Le 18 février 2026, les autorités grecques ont rejeté la demande d’asile de Yannis Vasilis Yaylalı et ordonné son renvoi en Turquie, malgré la reconnaissance de persécutions et de tortures subies par le passé. Athènes estime qu’il pourrait retourner sans danger immédiat à Bafra, sa ville natale, en dépit de poursuites en cours contre lui, notamment d’un mandat d’arrêt.
En Turquie le 17 février dernier, des opérations de police menées à Balıkesir et à Istanbul dans le cadre d’enquêtes distinctes ont conduit à l’arrestation d’au moins 22 personnes lors de perquisitions à domicile. À Balıkesir, neuf personnes, dont Bêritan Yıldırım de la SGDF, Çise Yıldız et Yücel Kurşun du collectif écologiste Polen Ekoloji ainsi que des membres du DEM Parti, organisation de gauche pro-kurde, ont été placées en garde à vue. À Istanbul, au moins treize autres personnes, parmi lesquelles des membres du DEM Parti, ont également été arrêtées.
En Eswatini, Menzi Bongeka Bhembe, étudiant et militant de 26 ans, a été arrêté le 16 janvier 2024 et inculpé en vertu de la Suppression of Terrorism Act, une loi antiterroriste adoptée en 2008. Détenu depuis plus de deux ans, il est maintenu en détention arbitraire. Selon ses soutiens, ces poursuites s’inscriraient dans un contexte de répression du militantisme étudiant et de restriction de l’espace civique dans le pays.

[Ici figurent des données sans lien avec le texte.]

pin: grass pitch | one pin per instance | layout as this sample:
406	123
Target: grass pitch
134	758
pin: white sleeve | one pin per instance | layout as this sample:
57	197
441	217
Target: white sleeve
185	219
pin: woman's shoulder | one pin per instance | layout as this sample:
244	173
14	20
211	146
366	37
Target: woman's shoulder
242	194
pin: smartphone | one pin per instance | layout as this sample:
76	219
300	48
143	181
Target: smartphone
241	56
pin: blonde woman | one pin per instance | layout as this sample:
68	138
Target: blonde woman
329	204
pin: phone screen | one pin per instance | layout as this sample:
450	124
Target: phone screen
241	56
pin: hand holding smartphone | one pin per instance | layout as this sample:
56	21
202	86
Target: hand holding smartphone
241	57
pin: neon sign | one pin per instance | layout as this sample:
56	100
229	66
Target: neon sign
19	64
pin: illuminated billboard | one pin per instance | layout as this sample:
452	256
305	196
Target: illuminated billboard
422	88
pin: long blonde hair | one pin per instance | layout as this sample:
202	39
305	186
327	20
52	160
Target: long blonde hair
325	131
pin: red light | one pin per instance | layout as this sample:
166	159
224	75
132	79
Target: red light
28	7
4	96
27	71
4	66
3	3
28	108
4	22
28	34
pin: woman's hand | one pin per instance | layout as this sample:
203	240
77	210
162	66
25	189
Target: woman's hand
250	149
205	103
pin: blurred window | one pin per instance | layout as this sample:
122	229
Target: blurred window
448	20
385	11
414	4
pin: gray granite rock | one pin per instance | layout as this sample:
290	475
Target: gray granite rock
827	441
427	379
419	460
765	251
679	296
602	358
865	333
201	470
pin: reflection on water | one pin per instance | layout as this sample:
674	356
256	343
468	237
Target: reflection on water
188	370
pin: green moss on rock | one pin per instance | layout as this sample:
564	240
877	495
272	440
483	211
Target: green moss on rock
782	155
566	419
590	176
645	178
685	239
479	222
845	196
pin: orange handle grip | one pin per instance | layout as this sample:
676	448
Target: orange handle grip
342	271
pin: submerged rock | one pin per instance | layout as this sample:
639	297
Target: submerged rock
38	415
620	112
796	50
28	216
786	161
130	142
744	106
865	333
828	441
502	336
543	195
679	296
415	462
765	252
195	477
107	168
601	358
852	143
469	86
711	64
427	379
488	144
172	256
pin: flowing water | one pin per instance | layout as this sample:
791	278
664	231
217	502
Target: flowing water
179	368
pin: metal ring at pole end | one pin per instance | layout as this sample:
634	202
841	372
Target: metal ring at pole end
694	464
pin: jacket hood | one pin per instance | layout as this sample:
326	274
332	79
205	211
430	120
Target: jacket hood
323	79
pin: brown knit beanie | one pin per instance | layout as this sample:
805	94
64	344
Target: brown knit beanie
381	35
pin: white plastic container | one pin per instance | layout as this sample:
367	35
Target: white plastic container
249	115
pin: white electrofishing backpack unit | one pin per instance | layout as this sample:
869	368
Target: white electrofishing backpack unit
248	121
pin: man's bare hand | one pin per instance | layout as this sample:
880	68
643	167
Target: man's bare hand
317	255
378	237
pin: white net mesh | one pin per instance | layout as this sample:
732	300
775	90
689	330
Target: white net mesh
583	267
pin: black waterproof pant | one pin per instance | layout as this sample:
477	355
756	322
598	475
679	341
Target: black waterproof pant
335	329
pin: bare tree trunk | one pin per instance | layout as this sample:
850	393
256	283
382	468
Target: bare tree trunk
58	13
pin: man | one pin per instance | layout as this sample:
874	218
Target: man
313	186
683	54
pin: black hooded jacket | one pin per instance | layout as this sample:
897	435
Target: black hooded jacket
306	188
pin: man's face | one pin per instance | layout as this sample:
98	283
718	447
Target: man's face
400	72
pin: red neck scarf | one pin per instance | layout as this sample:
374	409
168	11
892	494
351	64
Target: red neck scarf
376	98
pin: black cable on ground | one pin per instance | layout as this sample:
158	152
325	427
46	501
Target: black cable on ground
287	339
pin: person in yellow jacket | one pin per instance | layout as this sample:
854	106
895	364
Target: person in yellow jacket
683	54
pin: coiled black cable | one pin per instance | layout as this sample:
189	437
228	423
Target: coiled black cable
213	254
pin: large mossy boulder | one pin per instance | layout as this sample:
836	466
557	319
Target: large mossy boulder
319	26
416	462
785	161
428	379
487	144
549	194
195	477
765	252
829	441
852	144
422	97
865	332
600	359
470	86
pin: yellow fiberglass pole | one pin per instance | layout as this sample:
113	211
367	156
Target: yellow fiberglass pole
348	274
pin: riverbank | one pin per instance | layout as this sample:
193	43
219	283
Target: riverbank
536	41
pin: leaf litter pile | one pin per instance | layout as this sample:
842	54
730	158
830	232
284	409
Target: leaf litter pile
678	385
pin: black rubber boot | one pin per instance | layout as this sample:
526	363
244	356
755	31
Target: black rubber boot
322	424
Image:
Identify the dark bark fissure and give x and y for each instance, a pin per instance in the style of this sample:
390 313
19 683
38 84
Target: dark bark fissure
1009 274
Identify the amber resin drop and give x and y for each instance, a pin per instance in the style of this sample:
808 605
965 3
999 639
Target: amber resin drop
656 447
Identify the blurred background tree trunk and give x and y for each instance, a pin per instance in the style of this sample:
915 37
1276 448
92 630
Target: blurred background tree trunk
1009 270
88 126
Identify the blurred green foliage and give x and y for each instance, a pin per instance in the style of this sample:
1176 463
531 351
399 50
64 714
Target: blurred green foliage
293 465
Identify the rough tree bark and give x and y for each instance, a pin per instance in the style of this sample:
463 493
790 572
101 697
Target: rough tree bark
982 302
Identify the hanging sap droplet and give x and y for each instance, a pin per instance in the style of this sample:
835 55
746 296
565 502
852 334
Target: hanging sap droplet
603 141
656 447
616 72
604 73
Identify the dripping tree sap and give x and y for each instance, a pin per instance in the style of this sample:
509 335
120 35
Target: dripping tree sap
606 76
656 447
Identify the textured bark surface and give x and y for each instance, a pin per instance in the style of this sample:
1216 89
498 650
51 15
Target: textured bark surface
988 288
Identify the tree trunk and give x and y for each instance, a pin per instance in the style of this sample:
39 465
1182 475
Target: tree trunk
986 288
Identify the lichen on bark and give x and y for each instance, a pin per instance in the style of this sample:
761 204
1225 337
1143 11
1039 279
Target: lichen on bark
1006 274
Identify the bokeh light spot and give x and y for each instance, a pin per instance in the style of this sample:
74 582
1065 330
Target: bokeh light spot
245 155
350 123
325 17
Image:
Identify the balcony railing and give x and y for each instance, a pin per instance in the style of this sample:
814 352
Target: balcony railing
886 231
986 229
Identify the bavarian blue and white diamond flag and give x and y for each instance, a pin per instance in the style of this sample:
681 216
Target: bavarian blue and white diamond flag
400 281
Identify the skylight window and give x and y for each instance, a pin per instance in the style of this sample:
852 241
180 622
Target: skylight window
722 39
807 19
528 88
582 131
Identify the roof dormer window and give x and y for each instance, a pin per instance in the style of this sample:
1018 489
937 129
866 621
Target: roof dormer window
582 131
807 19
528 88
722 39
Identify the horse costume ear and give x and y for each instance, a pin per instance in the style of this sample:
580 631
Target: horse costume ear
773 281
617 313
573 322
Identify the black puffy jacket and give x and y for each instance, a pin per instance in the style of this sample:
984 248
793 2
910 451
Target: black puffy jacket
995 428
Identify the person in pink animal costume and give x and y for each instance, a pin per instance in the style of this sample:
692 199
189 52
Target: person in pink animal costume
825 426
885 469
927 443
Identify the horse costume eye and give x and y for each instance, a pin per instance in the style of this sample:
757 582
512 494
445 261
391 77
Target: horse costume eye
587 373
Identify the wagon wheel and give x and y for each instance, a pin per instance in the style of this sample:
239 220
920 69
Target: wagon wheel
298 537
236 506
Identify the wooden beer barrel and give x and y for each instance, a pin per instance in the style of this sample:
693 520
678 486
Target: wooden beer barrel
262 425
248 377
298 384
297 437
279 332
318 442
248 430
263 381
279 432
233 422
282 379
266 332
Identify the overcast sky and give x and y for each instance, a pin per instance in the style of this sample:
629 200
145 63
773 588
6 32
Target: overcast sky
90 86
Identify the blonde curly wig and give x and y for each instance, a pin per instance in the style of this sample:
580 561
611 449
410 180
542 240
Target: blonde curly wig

Au Royaume-Uni, le gouvernement dirigé par Keir Starmer prévoit d’imposer un contrôle d’âge pour l’utilisation des VPN afin d’empêcher les mineurs de contourner les restrictions d’accès aux réseaux sociaux. Cette initiative prolonge l’Online Safety Act, adoptée en 2023, qui impose aux plateformes un devoir de vigilance renforcé : vérification d’âge pour les contenus pornographiques, réduction des contenus illégaux ou préjudiciables aux mineurs, et lourdes sanctions en cas de manquement. La mise en œuvre de cette loi est confiée à Ofcom, l’autorité indépendante de régulation des communications au Royaume-Uni. Ofcom supervise les télécommunications, l’audiovisuel, les services postaux et, depuis l’Online Safety Act, les grandes plateformes en ligne. Elle peut infliger des amendes pouvant atteindre 10 % du chiffre d’affaires mondial d’une entreprise et, en dernier recours, demander le blocage d’un service non conforme. Le nouveau projet de loi sur le bien-être des enfants et l’école pourrait aller plus loin en fixant un âge minimum légal pour les réseaux sociaux, en limitant certaines fonctionnalités jugées « addictives » et en restreignant l’accès aux VPN pour les moins de 16 ans. Des fournisseurs de VPN comme Mullvad estiment qu’un contrôle d’âge reviendrait en pratique à une vérification d’identité généralisée, avec des risques pour la vie privée et la protection des journalistes, lanceurs d’alerte ou militants.
En France, les agents de sûreté de la SNCF et de la RATP pourront porter des pistolets à impulsions électriques, dits Tasers, à titre expérimental pendant trois ans, selon un décret publié au Journal officiel. Environ 10 % des agents, soit 300 à 400 policiers ferroviaires, seront concernés dans un premier temps. Le port de cette arme dite « non létale » sera soumis à une autorisation préfectorale individuelle, après formation obligatoire et continue. Une évaluation du dispositif sera réalisée à l’issue de l’expérimentation. Bien que qualifié d’arme intermédiaire, le Taser a déjà été associé à des cas de blessures graves et de décès, ce qui suscite des inquiétudes quant aux conséquences d’un tel dispositif. Une évaluation est prévue à l’issue de l’expérimentation.